After 20 years of working with people seeking to use cannabis to address medical conditions, illness and injuries, treating nausea is among the top three reasons people say they use it. Those undergoing chemo and radiation treatments also use it to treat their vomiting, that along with severe nausea, can be a common side effect. Much as there are no atheists in foxholes, there are no prohibitionists when vomiting—moving many to change their minds after experiencing that benefit of cannabis for themselves or a loved one.
The relief of menstrual cramps is also well documented, and for many women it's their first experience with medicinal cannabis use. Pain relief is the most common goal of medicinal users, with 89 percent of Oregon Medical Marijuana Program patients in 2016 listing "severe pain" as their qualifying condition.
Meanwhile, it's rather surprising that there's a condition identified with increased frequency among some cannabis users that results in severe nausea, cramps and vomiting. And the way doctors suggest those suffering cure it? By ceasing their use of cannabis.
It's called Cannabinoid hyperemesis syndrome, first described in 2004 in Australia, when 19 patients, found to be regular cannabis users, were experiencing cramps, nausea and repetitive vomiting for no discernable reason, except they used cannabis.
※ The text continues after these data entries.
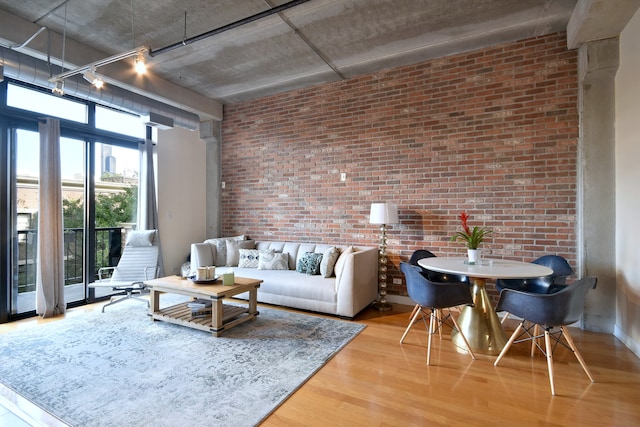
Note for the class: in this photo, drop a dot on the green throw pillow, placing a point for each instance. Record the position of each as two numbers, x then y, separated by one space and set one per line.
309 263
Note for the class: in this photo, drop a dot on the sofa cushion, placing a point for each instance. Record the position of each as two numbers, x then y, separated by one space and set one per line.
329 258
309 263
291 288
341 260
273 261
233 248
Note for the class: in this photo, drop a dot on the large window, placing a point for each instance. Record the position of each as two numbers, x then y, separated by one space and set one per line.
97 211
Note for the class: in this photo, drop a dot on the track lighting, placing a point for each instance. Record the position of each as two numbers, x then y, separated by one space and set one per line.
58 90
89 71
91 77
140 66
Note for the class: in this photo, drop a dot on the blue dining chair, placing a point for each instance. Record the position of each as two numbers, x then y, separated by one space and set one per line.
434 276
548 311
540 285
435 296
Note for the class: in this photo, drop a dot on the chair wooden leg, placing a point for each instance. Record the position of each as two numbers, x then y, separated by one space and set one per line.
466 343
547 340
416 308
432 323
506 347
565 331
536 331
504 318
416 312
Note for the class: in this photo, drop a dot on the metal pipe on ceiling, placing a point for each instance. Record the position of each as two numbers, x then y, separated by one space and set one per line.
228 27
27 69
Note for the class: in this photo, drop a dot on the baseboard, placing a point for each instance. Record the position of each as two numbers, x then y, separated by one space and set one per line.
631 344
399 299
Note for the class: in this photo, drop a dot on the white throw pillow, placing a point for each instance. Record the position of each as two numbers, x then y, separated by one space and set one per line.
221 248
329 258
233 248
273 261
140 238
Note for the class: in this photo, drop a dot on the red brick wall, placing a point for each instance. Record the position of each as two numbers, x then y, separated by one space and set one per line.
493 132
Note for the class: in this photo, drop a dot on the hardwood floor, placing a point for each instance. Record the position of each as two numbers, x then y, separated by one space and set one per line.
375 381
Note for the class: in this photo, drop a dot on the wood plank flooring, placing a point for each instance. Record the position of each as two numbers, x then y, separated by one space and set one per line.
375 381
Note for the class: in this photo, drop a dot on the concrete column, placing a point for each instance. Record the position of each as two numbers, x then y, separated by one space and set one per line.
211 134
598 63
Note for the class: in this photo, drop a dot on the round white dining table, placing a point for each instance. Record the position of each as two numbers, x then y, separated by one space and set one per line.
479 323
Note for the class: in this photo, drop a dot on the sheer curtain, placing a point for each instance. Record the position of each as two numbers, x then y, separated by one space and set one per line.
147 200
50 266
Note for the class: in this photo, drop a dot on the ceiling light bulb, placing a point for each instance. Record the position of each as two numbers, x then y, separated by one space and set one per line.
58 90
140 66
90 76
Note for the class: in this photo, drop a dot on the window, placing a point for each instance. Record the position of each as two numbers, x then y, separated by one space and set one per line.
39 102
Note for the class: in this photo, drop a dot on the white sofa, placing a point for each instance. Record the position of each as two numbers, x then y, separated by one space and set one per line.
352 286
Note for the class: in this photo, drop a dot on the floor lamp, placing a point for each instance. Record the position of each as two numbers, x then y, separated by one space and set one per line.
383 214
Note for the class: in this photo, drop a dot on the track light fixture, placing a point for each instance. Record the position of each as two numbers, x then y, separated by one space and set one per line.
58 90
140 66
91 76
89 71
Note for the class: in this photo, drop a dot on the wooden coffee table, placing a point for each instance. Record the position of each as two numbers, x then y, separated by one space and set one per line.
223 316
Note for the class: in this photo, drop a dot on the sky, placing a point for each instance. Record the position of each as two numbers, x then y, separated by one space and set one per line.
71 151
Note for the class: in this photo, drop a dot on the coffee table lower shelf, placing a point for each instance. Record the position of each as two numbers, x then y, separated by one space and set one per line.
180 314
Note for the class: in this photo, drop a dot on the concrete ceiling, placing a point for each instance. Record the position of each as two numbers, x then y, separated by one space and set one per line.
317 41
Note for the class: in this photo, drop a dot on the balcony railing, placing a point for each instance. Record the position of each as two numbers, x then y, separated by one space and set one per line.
108 243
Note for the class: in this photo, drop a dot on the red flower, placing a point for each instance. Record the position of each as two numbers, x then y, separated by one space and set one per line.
464 217
472 237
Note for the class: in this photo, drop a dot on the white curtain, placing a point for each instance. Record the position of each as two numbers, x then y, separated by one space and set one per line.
50 267
147 200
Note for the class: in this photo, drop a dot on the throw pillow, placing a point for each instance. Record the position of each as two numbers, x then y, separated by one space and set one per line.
309 263
221 248
233 247
273 261
140 238
249 257
329 258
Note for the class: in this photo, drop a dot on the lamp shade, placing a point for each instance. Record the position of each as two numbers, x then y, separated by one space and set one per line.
383 213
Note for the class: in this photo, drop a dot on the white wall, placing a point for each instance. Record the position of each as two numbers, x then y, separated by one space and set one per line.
627 192
181 195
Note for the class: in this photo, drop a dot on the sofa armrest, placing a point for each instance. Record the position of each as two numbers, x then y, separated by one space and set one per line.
357 286
202 255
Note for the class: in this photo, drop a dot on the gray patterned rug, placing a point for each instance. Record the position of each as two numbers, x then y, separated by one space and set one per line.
119 368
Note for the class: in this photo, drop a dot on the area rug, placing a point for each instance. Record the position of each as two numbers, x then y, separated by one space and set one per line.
119 368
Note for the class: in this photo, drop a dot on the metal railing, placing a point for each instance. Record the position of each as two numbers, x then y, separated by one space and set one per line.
107 240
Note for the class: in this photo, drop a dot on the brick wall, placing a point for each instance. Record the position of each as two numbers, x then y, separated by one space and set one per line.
493 132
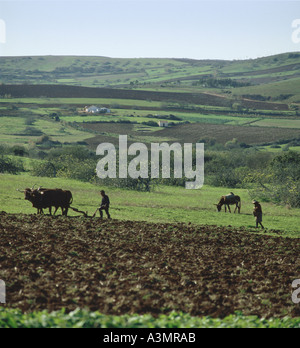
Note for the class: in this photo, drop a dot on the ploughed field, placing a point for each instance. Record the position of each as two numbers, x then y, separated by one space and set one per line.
120 267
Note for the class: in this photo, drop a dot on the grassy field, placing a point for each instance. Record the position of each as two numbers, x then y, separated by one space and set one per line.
87 319
165 204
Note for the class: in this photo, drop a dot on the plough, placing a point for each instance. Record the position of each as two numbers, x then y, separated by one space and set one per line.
85 214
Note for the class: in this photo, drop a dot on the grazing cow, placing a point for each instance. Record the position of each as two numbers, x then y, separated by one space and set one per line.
47 198
229 200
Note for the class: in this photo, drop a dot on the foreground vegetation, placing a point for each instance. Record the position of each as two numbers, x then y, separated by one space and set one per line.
85 319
The papers I have read about CHS don't offer specifics about the cannabis use—how often, how much, which strains, was it lab tested for cleanliness, and what delivery system was being used (joint, bong, vaporizer, etc). One paper said the patient consumed "at least one cannabis bud daily for the past three years." But the initial Australian study simply uses the language "chronic cannabis abuse." (And no, it's not "Chronic" in the Dr. Dre sense, smart mouth).
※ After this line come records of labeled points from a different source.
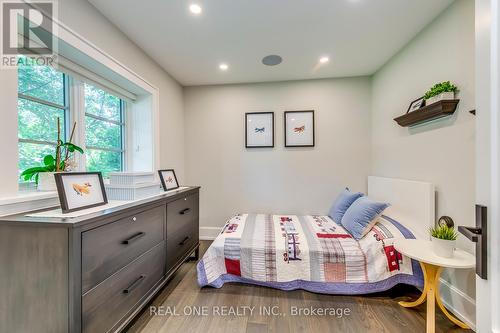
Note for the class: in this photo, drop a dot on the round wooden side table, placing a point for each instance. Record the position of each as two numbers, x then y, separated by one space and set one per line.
432 265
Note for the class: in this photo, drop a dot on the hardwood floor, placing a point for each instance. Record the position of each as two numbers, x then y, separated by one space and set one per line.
372 313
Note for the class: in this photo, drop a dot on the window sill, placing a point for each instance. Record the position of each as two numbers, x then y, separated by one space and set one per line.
26 201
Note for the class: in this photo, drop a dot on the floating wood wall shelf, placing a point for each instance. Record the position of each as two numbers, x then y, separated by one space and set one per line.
429 112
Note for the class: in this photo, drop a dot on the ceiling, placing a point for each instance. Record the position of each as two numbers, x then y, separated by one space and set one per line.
358 36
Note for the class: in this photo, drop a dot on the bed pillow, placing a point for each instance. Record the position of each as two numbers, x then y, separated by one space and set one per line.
342 203
362 215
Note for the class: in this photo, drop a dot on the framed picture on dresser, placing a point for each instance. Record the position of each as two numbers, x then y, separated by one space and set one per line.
299 128
168 179
259 129
80 190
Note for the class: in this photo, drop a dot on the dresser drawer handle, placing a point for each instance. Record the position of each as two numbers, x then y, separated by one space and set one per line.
134 284
184 240
134 238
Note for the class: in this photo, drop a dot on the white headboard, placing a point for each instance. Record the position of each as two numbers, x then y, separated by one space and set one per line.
412 202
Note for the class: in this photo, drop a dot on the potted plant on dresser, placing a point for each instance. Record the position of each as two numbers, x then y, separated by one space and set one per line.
440 91
443 240
62 160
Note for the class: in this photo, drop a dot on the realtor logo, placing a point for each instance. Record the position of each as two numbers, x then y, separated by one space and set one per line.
27 29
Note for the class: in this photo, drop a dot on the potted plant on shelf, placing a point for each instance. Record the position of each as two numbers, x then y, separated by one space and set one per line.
443 240
440 91
62 161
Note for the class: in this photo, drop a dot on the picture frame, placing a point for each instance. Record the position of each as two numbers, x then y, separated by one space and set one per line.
416 104
259 130
80 190
299 128
168 179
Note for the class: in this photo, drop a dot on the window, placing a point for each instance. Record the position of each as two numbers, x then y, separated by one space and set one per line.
104 128
41 100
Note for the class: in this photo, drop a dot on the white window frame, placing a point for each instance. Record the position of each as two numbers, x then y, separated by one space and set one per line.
74 107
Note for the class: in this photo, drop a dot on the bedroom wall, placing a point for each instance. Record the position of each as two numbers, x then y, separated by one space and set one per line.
234 179
443 152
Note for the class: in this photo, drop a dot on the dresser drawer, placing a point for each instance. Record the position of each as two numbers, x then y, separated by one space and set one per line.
105 306
108 248
182 228
180 213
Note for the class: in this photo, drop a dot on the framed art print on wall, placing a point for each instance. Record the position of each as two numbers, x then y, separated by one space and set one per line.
80 190
299 128
259 129
168 179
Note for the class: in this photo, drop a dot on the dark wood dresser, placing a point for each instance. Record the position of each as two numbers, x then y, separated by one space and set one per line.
96 272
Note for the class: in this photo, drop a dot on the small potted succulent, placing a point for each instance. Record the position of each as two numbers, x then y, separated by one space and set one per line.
440 91
43 175
443 240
The best description of use I found was by Dr. Kennon Heard, a professor of emergency medicine and medical toxicology and pharmacology at the University of Colorado School of Medicine, who told NPR, "Essentially, patients who use marijuana very frequently for long periods of time—usually at least six months, probably most of them have been using for several years—develop sort of intractable abdominal pain and vomiting that sort of comes and goes over the course of days to weeks." He says that it's on the rise, with his office seeing one to two patients a day, and his belief that there are many more who never seek medical attention.
He later told an interviewer that he believes, "The most likely cause is people using marijuana frequently and in high doses have changes in the receptors in their body, and those receptors become dysregulated in some way, and it starts causing pain."
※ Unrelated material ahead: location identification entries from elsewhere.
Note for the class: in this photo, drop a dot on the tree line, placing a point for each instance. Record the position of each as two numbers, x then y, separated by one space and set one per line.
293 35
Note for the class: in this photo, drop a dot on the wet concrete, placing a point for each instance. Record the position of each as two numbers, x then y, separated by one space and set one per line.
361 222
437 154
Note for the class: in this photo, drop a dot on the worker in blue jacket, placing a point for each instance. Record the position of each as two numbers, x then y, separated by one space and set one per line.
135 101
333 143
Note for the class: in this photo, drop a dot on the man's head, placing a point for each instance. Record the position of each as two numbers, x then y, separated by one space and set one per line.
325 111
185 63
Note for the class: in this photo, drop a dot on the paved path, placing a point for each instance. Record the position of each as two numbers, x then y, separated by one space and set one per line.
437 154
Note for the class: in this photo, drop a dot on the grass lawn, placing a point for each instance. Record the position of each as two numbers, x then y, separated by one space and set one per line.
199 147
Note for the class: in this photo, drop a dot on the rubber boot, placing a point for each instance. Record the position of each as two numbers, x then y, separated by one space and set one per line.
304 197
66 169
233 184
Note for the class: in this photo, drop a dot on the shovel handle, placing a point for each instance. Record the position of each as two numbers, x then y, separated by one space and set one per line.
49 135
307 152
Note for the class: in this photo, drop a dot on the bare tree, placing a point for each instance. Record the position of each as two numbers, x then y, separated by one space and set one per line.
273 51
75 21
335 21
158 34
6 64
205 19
Those suffering with CHS frequently find relief by taking hot showers and baths. The hot water is believed to activate a receptor in the abdomen that helps symptoms. As Dr. Jordan Tishler, who's Harvard trained and operates a cannabis clinic in Massachusetts told Newsweek, those showers and baths are "the only feature that definitively points to CHS."
Doctors now think they've found a quick fix when that treatment isn't available: capsaicin cream. The easy-to-find, over-the-counter topical analgesic creams used in the studies were between .0025 percent and .0075 percent capsaicin, and were applied to the abdomen. The capsaicin has a similar effect as the hot water on the aforementioned receptor.
What doctors most commonly recommend is that those with CHS simply stop smoking cannabis—not received with much enthusiasm by those who find it counterintuitive that something which has relieved these symptoms in other instances is now causing those same symptoms. Plus, cannabis is still great for other things such as stress relief, and that's a difficult thing to give up, or trade in for something more commonly used, such as alcohol. Those afflicted with CHS need to weigh the benefits and risks of cannabis use for themselves.